Sprawę bada Centralne Biuro Śledcze w Łodzi oraz wydział do spraw przestępczości zorganizowanej łódzkiej Prokuratury Apelacyjnej.
Policja prowadzi czynności wyjaśniające. Jeżeli zebrany materiał dowodowy będzie wystarczający do przedstawienia zarzutów, to konkretnym osobom mogą być postawione zarzuty popełniania poważnych przestępstw kryminalnych - powiedział w środę rzecznik łódzkiej policji podinsp. Jarosław Berger.
Dodał, że do tej pory nikogo nie zatrzymano, nikomu też nie postawiono zarzutów.
Dyrektor wojewódzkiej stacji pogotowia ratunkowego, Bogusław Tyka, potwierdził Radiu Łódź, że docierały do niego sygnały o nieprawidłowościach w gospodarowaniu lekami. Zanotowano między innymi nadmierne zużycie leków, które przy niewłaściwym użyciu mogą spowodować zgon. Po skojarzeniu z przypadkami nieskutecznych zabiegów reanimacyjnych, pojawiły się podejrzenia o celowym działaniu niektórych pracowników pogotowia.
Ministerstwo zdrowia przeprowadzi kontrolę rozchodu leków zwiotczających w stacjach pogotowia - zapowiedział wiceminister zdrowia Aleksander Naumann.
Dyrektor Tyka potwierdził przypadki handlu ludzkimi zwłokami i wyjaśnił, że chciał ukrócić proceder jesienią 2001 r., zaraz po objęciu stanowiska dyrektora.

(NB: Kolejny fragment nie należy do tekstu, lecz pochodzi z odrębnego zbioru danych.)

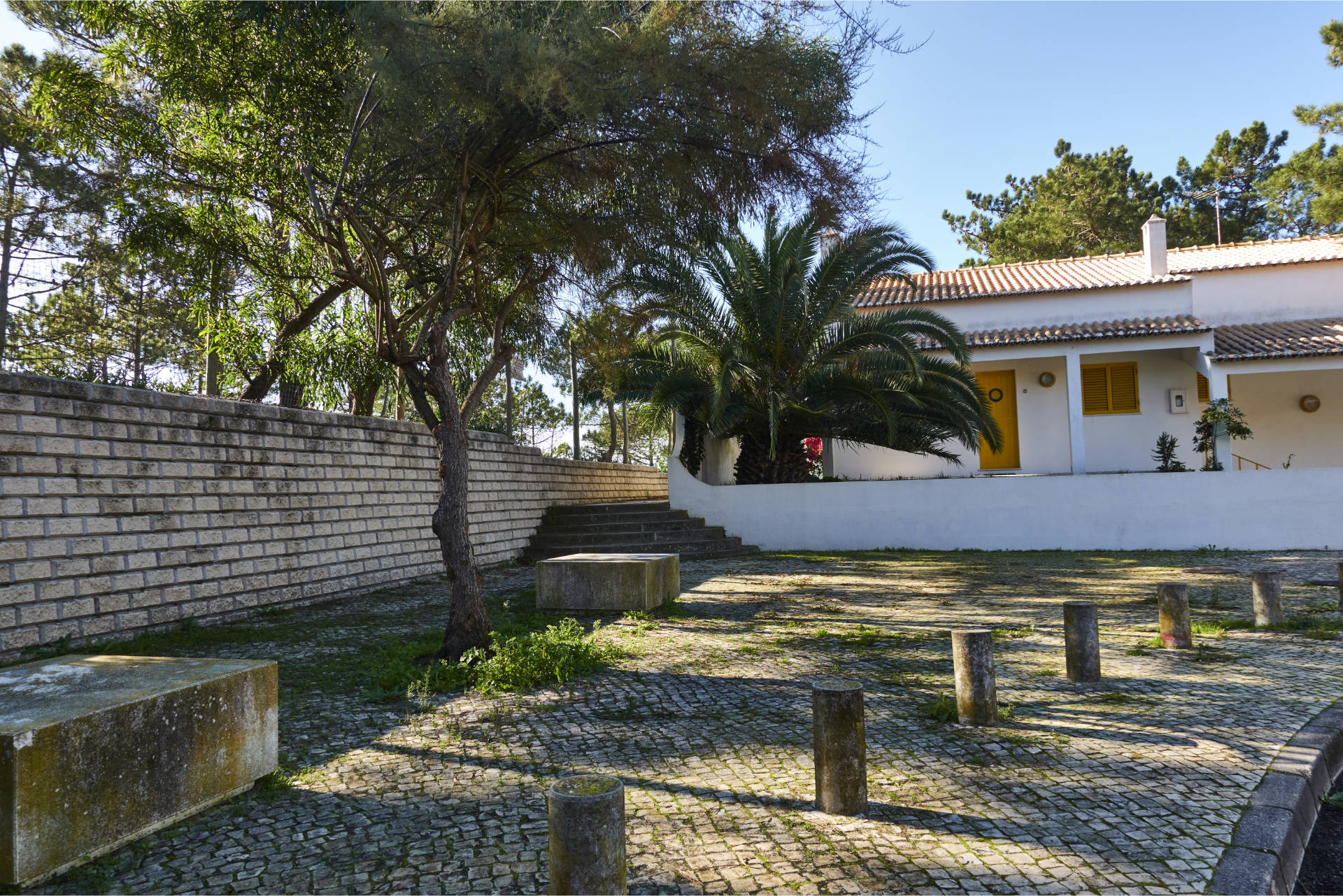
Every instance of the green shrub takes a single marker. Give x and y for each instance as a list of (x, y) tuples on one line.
[(555, 655), (512, 662), (940, 709)]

Jest to dla mnie proceder karygodny, ale pierwsze próby zlikwidowania tego zjawiska zostały już podjęte. Nie chcę więcej mówić na ten temat. Zawsze wśród załogi musi się znaleźć czarna owca - powiedział Tyka.

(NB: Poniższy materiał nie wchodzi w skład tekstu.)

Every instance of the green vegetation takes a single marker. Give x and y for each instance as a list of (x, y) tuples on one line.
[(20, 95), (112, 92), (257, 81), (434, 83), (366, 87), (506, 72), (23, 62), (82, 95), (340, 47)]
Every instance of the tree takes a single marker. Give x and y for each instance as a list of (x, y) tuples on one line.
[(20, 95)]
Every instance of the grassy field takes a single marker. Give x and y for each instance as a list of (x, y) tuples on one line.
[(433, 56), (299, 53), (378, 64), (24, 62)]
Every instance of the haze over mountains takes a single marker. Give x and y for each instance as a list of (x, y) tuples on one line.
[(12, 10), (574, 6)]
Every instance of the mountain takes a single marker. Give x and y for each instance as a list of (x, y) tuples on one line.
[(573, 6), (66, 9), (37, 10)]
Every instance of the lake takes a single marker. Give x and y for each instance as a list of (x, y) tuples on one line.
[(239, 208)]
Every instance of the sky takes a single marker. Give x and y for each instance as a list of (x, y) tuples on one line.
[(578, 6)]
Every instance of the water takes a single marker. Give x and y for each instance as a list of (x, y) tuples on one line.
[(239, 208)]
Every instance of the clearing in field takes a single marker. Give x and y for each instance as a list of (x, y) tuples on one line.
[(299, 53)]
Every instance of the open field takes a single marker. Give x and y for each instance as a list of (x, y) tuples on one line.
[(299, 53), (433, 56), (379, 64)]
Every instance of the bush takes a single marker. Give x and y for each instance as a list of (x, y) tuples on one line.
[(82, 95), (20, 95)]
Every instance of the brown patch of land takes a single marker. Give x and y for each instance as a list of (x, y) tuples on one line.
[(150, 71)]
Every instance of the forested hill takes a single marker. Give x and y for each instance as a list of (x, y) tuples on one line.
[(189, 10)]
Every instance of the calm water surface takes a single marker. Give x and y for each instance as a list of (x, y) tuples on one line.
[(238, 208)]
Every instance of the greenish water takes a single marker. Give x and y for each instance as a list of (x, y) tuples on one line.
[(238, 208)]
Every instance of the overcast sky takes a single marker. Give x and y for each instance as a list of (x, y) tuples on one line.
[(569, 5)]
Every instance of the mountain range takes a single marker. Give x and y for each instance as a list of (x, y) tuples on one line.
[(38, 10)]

Prokurator apelacyjny Kazimierz Olejnik podkreślił, że podejrzenia mogą dotyczyć jedynie wąskiego grona pracowników stacji pogotowia.
Doktor Ryszard Frankowicz - prezes Stowarzyszenia Obrony Praw Pacjenta uważa, że odpłatne wskazywanie miejsca zgonu praktykowane jest w naszym kraju już od kilku lat. Jego zdaniem nie biorą w tym udziału sami lekarze, ale średni personel medyczny, kierowcy pogotowia i dyspozytorzy.
Prezes Stowarzyszenia powiedział że do podobnych sytuacji dochodzi także w szpitalach publicznych gdzie przedsiębiorcy pogrzebowi płacą pielęgniarkom za powiadamianie o zgonach pacjentów.
W rozmowie z Informacyjną Agencją Radiową dr Frankiewicz przytoczył przypadek z własnej praktyki lekarskiej, gdy jeszcze w trakcie reanimacji w domu pacjenta pojawili się tam przedstawiciele zakładu pogrzebowego.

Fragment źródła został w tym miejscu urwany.